Honestly, no offence intended to the many, many people who inexplicably adore Agent Coulson. I just don't see it. I know he's idealistic despite experience and he has a good heart. That doesn't make the actor adhere to my affections any more than a rubber ball adheres to a wall. However hard Whedon pitches this guy, he bounces right off my interest.

Although it's rather obviously hinted in the premiere episode of Agents of S.H.I.E.L.D. that this is in fact a clone or android copy of the man we know from the Marvel movie franchise. Or it's a poorly concealed secret, I'm not sure which. In any case, I guess this means we can have the movie's pathos cake and eat the television Coulson too.
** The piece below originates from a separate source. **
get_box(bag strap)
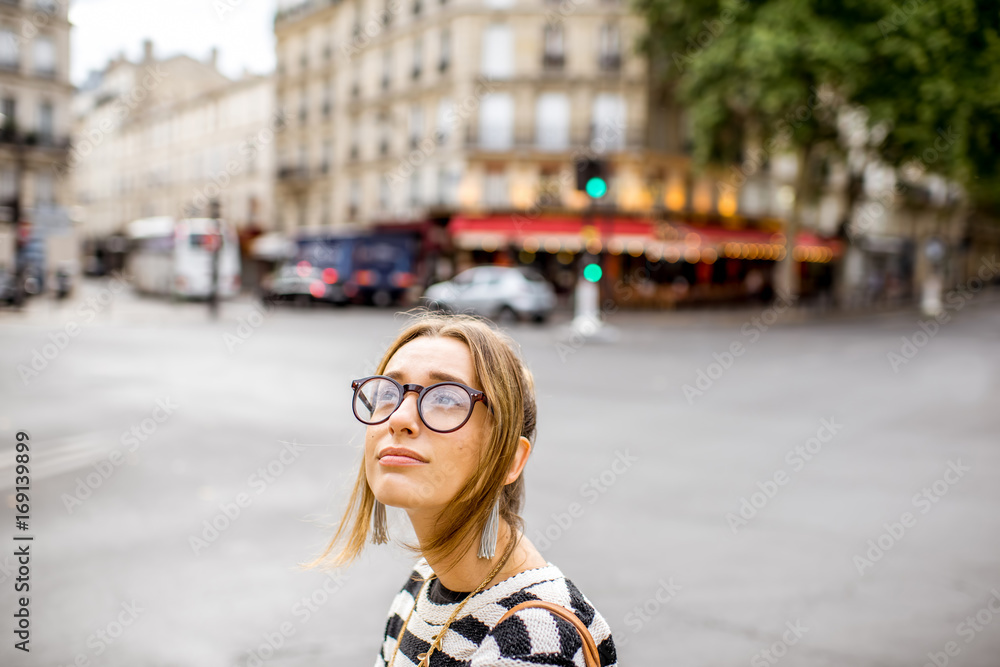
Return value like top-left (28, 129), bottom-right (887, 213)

But this episode wasn't really bad. J. August Richards, from Whedon's Angel, guest stars as a regular guy down on his luck who's offered super-strength by a mad scientist's gadget. Richards gets increasingly frustrated when his abilities don't bring him any closer to getting a job and provide for his family, tilting him a little towards supervillainy. His speech at the end to Coulson as a representative of the U.S. government about what a sham the American dream is is pretty effective, resonating maybe more actually than the Avengers film's story about mankind needing to be dominated. It's not far from the original Spider-Man comics, actually.



Aside from Coulson, the show's cast includes a spunky hacker with a mildly annoying affected way of speaking and an improbably good sense of style--this show's version of Kaylee. She's not the only thing reminding me of Firefly as the hanger set on S.H.I.E.L.D.'s plane looks uncannily like a refurbished Serenity hanger set.



I think the character I like most so far is Ming-Na Wen's quiet and deadly veteran agent. Maybe just because she gets to be subtler than everyone else. Her quiet trepidation and confidence speak volumes.